「富士山には月見草がよく似合う。」「待てど暮らせど来ぬ人を宵待ち草のやるせなさ。」・・・
散文や詩に植物名が出てくるのはよくある。斎藤茂吉の「赤光」も例外ではない。
試みに思うまま書き出してみよう。桑・柳・蕗の薹・桐の花・青桐・もみじ・萱ぞう・箒ぐさ・蓮・梅・柿・からたち・茗荷・アケビ・翁草・薄・曼珠紗華・・・。これだけの植物名が出るということは、西郷信綱が「斎藤茂吉」でいうように「茂吉は< 農の子 >」であったのだろうか。
ところでその植物名には、それぞれ使う必然性がある。短歌辞典の中で、それらの植物の特性と短歌での用法が挙げられていることを指摘するだけで十分だろう。
たとえば茗荷。あの強烈な香りが経験や感情の激しさとの関連で使われる。しかし、作者本人の思い出と結びついている場合もあるから、そういう時は読者の想像に任される。作者の意図と読者の受け取り方がかけはなれた場合、植物名の詠み込みは失敗であることが多い。言葉が鮮明な印象を結んでいないからである。
ただし、短歌の用語は植物学の用語と違って読者の心のなかに鮮明な印象を結ぶことが目的だから、そういう時はそれ以上踏み込むことは必要ない。
たとえば「青苔」。苔の種類を詮索するのは無用だ。少なくとも余り意味はない。杉苔だろうが、苔ではなく他の地衣類でも構わない。「日陰で湿ったところに生える」というごく常識的な知識で十分だ。
現在まれにしか見かけない植物となれば、話は別である。また古名が使われている場合も調べる価値はあるだろう。しかし、その植物名を調べなければならないということは、その「珍しい植物名によりかかった作品」ということにつながりかねない。

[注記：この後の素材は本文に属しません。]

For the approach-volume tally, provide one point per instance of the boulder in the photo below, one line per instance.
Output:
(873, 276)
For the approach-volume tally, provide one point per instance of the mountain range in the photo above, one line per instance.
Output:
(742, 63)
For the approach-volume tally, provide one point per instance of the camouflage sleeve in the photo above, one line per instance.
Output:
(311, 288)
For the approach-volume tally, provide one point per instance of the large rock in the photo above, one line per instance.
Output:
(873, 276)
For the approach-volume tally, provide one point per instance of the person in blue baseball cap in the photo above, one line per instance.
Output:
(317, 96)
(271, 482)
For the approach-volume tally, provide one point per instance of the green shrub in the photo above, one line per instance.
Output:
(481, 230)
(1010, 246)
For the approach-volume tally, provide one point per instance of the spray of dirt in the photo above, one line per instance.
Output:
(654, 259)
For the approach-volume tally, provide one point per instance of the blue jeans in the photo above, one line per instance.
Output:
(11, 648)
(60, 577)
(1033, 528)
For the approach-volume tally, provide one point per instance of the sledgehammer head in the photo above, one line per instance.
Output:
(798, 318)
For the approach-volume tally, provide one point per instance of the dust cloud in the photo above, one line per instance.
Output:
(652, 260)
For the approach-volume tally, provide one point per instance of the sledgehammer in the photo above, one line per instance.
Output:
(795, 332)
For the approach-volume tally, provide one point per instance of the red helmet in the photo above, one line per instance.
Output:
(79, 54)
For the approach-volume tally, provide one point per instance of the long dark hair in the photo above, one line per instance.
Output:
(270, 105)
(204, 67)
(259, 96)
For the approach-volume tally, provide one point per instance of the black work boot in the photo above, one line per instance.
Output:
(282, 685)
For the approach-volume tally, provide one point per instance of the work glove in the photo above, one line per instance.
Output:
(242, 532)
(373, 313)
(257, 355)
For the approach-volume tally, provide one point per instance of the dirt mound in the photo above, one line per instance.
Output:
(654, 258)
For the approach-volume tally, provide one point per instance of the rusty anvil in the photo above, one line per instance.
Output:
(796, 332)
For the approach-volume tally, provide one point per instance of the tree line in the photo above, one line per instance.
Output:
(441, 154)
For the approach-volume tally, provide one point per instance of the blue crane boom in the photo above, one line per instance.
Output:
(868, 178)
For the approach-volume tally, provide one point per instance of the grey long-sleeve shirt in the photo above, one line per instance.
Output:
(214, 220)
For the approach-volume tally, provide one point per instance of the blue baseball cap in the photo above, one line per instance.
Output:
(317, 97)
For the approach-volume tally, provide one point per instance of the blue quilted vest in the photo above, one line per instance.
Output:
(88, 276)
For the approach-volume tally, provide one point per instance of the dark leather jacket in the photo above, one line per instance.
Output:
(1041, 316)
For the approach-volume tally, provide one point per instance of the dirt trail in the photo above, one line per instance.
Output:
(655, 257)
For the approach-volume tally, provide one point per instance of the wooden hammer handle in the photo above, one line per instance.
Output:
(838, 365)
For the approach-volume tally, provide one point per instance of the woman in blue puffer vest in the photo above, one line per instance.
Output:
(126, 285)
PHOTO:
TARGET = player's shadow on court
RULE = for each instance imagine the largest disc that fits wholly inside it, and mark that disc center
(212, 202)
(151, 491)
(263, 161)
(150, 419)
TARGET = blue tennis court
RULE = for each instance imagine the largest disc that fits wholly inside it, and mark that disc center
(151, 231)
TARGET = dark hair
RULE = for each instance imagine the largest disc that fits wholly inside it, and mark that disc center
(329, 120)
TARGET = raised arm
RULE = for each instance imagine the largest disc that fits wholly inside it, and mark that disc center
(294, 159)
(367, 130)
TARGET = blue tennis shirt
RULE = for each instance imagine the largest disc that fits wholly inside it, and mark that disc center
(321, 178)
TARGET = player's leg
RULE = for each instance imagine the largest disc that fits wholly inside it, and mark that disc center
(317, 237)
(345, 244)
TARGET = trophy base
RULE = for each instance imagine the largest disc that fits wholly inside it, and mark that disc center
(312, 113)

秀歌の場合、見知らぬ植物の名が出てきても、姿形が浮かんだり、作者の心情が伝わってくるものである。月に何回かある歌会(批評会)や短歌講座での僕の実感である。
なお茂吉の作品には「樹海」を詠ったものがある。これについて面白い話が伝わっている。
あるとき数人で樹海を訪れた。
「樹海はいい素材になりますね。」と誰かがいうと茂吉は、
「樹海は歌にならんよ。」と言った。
ところがその直後の雑誌には「樹海」を詠んだ茂吉の作品が並んでいた。短歌の素材は自分の責任で選べ、ということだろう。まあこれは余談。
「月見草」「宵待ち草」がどの種類のものかを詮索するテレビ番組を見たことがあるが、詩や文学の鑑賞にさほど影響はないとおもうが、いかがだろうか。